Lalu kembali ke persoalan harga gas yang murah tadi, saya tidak tahu apa yang membuatnya bisa semurah itu, sehingga saya iseng bertanya, "kok murah?"
"Sekarang banyak, Pak. Ndak kaya dulu, berapapapun kita minta, tetap di kasik." Jelas penjaga toko langganan saya yang sekaligus juga sebagai pemiliknya itu.
"Kok bisa?" tanya saya penasaran.
"Entalahlah, pak." Katanya tidak bisa menjelaskan penyebab harga murahnya itu.

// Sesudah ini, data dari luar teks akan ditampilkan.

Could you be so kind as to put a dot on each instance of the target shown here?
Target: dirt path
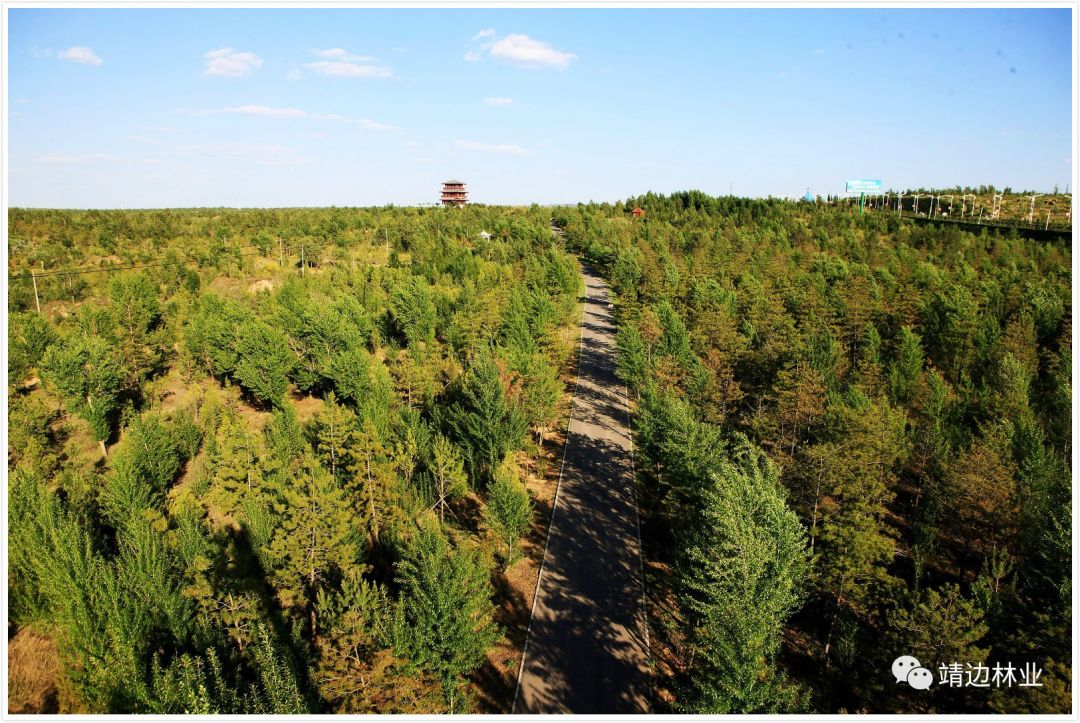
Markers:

Tetapi apa pun itu alasannya, sebenarnya tidak terlalu krusial bagi saya. Bagi kami masyarakat kecil ini, adalah harganya yang murah dan tidak kesulitan dalam mendapatkannya. Itulah yang paling penting.
Karena selama ini untuk menyiasati harga gas yang mahal dan kelangkaannya di pasaran, maka dalam memasak kami selingi dengan menggunakan kayu api, sehingga panci dan kuali yang dulu begitu tampan karena putih mengkilat keperakan, sekarang sudah hitam legam seperti bekas gunung berapi.
Lalu gejala apakah ini? Apakah ada kaitannya dengan Ahok yang menjadi komisaris utama Pertamina atau karena bergantinya Kapolri dengan yang baru? Sebab selama ini banyak issue miring yang tidak jelas dan tidak bisa dipertanggung-jawabkan yang beredar luas di masyarakat. Entahlah. Tetapi apapun itu, bagi masyarakat di bawah, yang penting adalah harga gas melon yang murah dan tidak ada kelangkaan di pasaran.
Semoga saja hal ini bisa berlangsung selamanya atau paling tidak sampai kami rakyat kecil ini mampu membelinya tanpa perduli berapapun harganya (Maaf, pembaca. Khusus untuk alinea terakhir ini, kami lagi bermimpi indah).